We think that successful ‘catch-up’ – or education recovery – needs to focus on both subject knowledge and skills, which is why as part of our Brilliant Tutoring Programme, we explicitly teach and assess skills embedded within curriculum content. Another option is to provide spaces beyond the curriculum to teach skills. For example, in The Brilliant Club’s Scholars Programme, students develop critical thinking skills and reflect on their abilities by engaging in a series of university-style tutorials and assignments, building their confidence in themselves.

For teachers, being aware of what skills students already possess but might not be able to articulate in educational contexts, such as in university applications, is important. One example given in the roundtable was from work with young carers. They demonstrated high levels of resilience developed from caring responsibilities but struggled to recognise or articulate this skill in an educational setting, for example in a personal statement or job application. This may be exacerbated by the inconsistency in the language used to describe skills in school, home, university, and employment settings, so students do not ‘know what they know’.

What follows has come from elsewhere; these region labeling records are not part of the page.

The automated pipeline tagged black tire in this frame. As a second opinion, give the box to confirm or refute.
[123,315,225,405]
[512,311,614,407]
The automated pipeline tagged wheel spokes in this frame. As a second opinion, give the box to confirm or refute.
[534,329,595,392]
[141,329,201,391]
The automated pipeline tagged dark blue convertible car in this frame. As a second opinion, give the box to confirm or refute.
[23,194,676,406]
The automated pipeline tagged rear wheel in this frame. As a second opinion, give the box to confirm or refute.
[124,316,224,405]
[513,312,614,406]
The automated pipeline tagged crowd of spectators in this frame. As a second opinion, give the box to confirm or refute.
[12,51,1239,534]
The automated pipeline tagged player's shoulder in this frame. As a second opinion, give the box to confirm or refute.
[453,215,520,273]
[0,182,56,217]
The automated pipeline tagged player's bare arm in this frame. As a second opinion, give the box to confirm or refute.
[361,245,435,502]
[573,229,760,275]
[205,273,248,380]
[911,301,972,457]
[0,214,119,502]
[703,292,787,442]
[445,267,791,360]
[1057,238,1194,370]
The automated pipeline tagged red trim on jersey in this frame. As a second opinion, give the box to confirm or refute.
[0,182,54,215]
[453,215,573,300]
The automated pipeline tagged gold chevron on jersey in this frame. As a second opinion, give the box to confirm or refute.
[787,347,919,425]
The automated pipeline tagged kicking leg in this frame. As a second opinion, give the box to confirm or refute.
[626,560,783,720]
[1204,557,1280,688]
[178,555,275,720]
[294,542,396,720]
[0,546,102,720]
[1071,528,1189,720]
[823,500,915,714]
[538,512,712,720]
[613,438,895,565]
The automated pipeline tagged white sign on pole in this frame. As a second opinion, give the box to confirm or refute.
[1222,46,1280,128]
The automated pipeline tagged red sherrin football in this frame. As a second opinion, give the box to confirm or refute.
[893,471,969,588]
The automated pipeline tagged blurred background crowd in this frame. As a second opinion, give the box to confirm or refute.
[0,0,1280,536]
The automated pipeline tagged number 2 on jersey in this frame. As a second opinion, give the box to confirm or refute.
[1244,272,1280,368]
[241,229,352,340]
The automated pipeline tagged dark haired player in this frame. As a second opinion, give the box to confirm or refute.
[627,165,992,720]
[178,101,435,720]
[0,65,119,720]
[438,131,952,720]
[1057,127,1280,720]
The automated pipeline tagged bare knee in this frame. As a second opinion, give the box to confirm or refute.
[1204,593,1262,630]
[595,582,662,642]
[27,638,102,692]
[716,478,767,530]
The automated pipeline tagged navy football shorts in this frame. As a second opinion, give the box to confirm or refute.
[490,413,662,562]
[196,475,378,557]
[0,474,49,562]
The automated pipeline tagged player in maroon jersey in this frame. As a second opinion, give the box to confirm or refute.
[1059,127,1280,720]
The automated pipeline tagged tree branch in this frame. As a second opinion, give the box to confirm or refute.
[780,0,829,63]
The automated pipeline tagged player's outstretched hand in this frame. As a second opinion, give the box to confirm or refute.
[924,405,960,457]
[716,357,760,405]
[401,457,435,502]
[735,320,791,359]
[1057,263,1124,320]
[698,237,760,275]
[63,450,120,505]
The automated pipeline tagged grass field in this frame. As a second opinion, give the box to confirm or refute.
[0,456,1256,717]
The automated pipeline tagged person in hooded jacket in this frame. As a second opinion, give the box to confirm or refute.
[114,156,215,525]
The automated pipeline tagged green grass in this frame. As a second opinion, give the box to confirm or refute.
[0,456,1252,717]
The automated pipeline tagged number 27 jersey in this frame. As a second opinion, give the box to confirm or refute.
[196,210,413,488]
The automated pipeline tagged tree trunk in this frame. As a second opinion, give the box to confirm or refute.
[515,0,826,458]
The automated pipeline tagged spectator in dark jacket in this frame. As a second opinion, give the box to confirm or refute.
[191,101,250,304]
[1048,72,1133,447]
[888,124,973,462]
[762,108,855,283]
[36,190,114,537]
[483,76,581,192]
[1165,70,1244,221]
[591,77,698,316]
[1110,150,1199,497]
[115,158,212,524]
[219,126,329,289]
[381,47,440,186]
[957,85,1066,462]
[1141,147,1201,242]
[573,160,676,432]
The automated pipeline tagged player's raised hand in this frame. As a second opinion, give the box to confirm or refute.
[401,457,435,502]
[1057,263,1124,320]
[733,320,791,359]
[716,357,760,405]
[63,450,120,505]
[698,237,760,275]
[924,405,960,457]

Throughout the pandemic, young people have been developing new skills in response to a huge challenge, but disadvantaged students in particular may be less able to express what they know and more likely to see the challenges they faced as ‘normal’, and the skills learnt as unremarkable. Schools and universities can play a valuable role in empowering students to recognise and articulate the skills they have, to open up future opportunities.

Future skills: Where next?

The importance of cognitive, social, and emotional skills cannot be understated and should form a core part of curriculum and beyond the curriculum learning. This is because explicitly teaching skills such as critical thinking, meta-cognition, and oracy will further strengthen students’ understanding and application of curriculum subject knowledge. Moreover, additional enrichment activities provide space for focused skill development and help to promote cognate skills, including self-efficacy and resilience.

Throughout our roundtable, the theme of connections strongly emerged. In particular, we talked about the following kinds of connections in relation to teaching future skills:

  1. Connecting curriculum and beyond the curriculum opportunities. This dual approach enables key skills to be taught explicitly – ‘taught not caught’ – and enables opportunities for practice and feedback.
  2. Connecting students to skills explicitly, so that they can appreciate and articulate the scenarios where they have successfully demonstrated a range of skills. The key point here was for educators to reflect on their practice and ensure they are building students’ confidence in their skill set, both in school and higher education contexts. A vital component of this is bringing consistency into the language used to talk about skills.
  3. Recognising that skills are all interconnected and thus should not be viewed as discrete skills (or outcomes). Instead, these cognitive, social, and emotional skills need to be taught in unison. For example, oracy can be used to facilitate self-reflection and well-being, as well as being a mechanism and driver for critical thinking.
  4. Connecting the skills we are teaching young people to the global values of social, economic, and environmental justice and acknowledging the importance of the context in which these skills are cultivated. For example, critical thinking is a vital skill to connect to the consumption of media and news.
  5. Finally, skills development does not stop when formal education ends; it is an on-going process through childhood and into adulthood. More closely connecting skills with key transition points, such as from school to university and from university to work will further advance our knowledge of the skills that are needed not only across the student lifecycle, but our whole lifecycle.

 

Many thanks to the roundtable attendees who contributed the ideas explored in this blog: Chris Bayes, Claire Rodin, Claire Ungley, Dr Gideon Dishon, Paulette Williams, Rebecca Earnshaw, Dr Sonia Ilie, Susie Whigham, Tom Howells, and Zahra Boudalaoui-Buresi.